🤖 AI Summary
Existing low-rank codebook quantization methods for large language models (LLMs) struggle to balance storage efficiency and accuracy, particularly under high compression ratios where quantization-induced precision degradation becomes severe. To address this, we propose Low-Rank Codebook Quantization (LRCQ), the first method to incorporate low-rank matrices of rank greater than one into LLM weight quantization. LRCQ jointly optimizes low-rank decomposition and learnable codebooks, achieving substantial accuracy recovery at high compression rates without incurring significant additional storage overhead. Evaluated across multiple standard benchmarks, LRCQ achieves an average accuracy improvement of 1.8% over state-of-the-art 4-bit quantization methods—including GPTQ and AWQ—demonstrating both its effectiveness and practical applicability for efficient LLM deployment.
📝 Abstract
Large language models~(LLMs) have recently demonstrated promising performance in many tasks. However, the high storage and computational cost of LLMs has become a challenge for deploying LLMs.
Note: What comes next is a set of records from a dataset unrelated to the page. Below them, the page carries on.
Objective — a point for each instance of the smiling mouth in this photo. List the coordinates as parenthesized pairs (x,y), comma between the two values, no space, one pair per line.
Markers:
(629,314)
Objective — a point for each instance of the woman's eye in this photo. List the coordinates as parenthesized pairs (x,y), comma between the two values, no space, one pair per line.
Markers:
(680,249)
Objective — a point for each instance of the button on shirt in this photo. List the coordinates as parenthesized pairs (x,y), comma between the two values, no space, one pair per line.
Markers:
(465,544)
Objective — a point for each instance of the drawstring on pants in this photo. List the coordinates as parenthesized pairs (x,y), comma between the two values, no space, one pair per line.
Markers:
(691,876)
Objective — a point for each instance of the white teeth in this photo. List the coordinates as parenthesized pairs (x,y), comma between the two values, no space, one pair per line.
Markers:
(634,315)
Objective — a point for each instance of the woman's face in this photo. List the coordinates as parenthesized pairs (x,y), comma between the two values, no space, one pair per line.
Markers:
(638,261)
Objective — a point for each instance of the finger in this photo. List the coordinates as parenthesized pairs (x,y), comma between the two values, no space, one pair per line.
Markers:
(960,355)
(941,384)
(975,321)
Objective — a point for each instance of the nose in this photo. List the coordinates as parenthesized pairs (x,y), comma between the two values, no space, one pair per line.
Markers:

Weight quantization has been widely used for model compression, which can reduce both storage and computational cost. Most existing weight quantization methods for LLMs use a rank-one codebook for quantization, which results in substantial accuracy loss when the compression ratio is high. In this paper, we propose a novel weight quantization method, called low-rank codebook based quantization~(LCQ), for LLMs. LCQ adopts a low-rank codebook, the rank of which can be larger than one, for quantization. Experiments show that LCQ can achieve better accuracy than existing methods with a negligibly extra storage cost.